Pradeep's Space Newsletter #28
How much information is too much information?
ISRO replied to several RTI queries by @frustratedpluto with a standard template: “The information sought is exempted from disclosure under Section-8(1)(a) of RTI Act as it would prejudicially affect the scientific, technical and strategic interest of the state/country.”
ISRO is a civilian space agency. It is funded by tax payer money. It is responsible to not only deliver technical results, it is also responsible to develop scientific temper and scientific curiosity of it’s citizens.
One of the simplest ways of doing this is to update the people about the progress of it’s various projects. Space agencies like NASA and ESA have funds allocated for it’s scientists working on these projects to also engage with members of the public in an outreach budget. ISRO only has a very poor Public Relations department.
During the ISRO Spy Case days in the early 1990s, it was often said that ISRO was a civilian space agency and that it did not have any secrets. A cursory search of ISRO publications from an era before 2003 will give you all the technical details of most early ISRO projects of the kind asked for in the RTI reply.
An underdog’s success story in an environment of denial of technology made ISRO the darling of the people. Hence, early failures with the GSLV drew sharp criticism from the public. Expectations grew. ISRO could not keep up with them. It went into a cocoon.

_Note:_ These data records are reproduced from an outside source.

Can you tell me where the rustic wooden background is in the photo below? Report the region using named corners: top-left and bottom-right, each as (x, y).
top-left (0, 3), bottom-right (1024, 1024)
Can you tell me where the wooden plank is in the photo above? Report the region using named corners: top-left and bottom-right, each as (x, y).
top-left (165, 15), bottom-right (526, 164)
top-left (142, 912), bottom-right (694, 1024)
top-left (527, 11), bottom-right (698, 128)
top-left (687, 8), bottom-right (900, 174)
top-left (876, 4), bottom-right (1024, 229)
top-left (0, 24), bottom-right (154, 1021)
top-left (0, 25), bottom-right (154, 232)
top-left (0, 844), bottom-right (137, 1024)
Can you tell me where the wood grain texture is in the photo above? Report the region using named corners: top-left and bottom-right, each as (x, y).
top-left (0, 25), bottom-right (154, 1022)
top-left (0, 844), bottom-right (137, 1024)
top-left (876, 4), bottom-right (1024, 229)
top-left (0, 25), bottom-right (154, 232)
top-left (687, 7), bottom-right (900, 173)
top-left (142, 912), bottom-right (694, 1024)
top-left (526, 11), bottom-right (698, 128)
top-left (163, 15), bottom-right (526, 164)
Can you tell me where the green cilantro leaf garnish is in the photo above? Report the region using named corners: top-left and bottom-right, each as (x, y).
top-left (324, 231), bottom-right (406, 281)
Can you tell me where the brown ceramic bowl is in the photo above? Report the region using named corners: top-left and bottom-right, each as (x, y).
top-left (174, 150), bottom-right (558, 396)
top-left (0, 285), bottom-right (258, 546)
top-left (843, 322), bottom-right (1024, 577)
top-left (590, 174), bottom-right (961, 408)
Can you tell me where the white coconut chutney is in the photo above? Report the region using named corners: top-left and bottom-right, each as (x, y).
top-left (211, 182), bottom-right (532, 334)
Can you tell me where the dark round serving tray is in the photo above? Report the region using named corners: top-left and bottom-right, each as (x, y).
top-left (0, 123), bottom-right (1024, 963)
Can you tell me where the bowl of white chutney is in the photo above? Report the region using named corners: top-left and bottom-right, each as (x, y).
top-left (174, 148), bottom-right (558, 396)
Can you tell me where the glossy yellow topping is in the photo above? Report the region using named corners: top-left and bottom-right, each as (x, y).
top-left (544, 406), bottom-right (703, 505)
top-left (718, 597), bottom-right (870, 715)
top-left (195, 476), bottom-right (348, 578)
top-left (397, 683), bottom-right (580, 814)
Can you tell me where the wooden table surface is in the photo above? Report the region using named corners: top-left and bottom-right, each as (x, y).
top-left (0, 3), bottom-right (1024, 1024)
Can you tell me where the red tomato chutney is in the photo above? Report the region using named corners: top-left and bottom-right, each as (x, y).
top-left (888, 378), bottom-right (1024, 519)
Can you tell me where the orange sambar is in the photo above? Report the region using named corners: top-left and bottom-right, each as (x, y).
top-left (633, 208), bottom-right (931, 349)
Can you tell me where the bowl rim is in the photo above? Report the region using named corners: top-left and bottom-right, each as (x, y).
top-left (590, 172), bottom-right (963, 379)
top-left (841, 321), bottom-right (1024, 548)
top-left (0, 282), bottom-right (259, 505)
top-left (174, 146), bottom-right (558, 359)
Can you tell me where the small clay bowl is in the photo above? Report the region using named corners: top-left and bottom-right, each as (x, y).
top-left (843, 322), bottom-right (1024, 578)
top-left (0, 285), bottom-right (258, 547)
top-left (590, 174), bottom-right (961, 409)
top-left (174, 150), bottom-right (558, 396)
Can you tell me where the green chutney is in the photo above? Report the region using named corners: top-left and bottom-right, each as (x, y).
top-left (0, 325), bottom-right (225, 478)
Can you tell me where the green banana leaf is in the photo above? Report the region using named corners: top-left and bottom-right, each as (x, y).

ISRO has always had leaders who accepted responsibility for failures. This has inspired Project Directors and others to work twice as hard to return to the launch pad with better results.
ISRO returned to the launch pad with a successful string of GSLV launches.
I believe that most of ISRO’s present predicament arises from setting unrealistic expectations.
When ISRO does not share information on it’s website but shares it at various events, all of which are not on public record, space enthusiasts like @frustratedpluto scour the internet for pictures, videos, presentations, papers and talks to get this information and share it with other space enthusiasts.
When such public information is not provided even on such fora, RTI remains the only tool to obtain this information from ISRO.
@frustratedpluto faced a lot of flak for this post which is documented on Twitter replies and Quote tweets. The effort from ISRO seems to have been to hide the slow progress and poor performance of ISRO under the garb of national security. The effort of some tweeps seems to have been to silence through intimidation.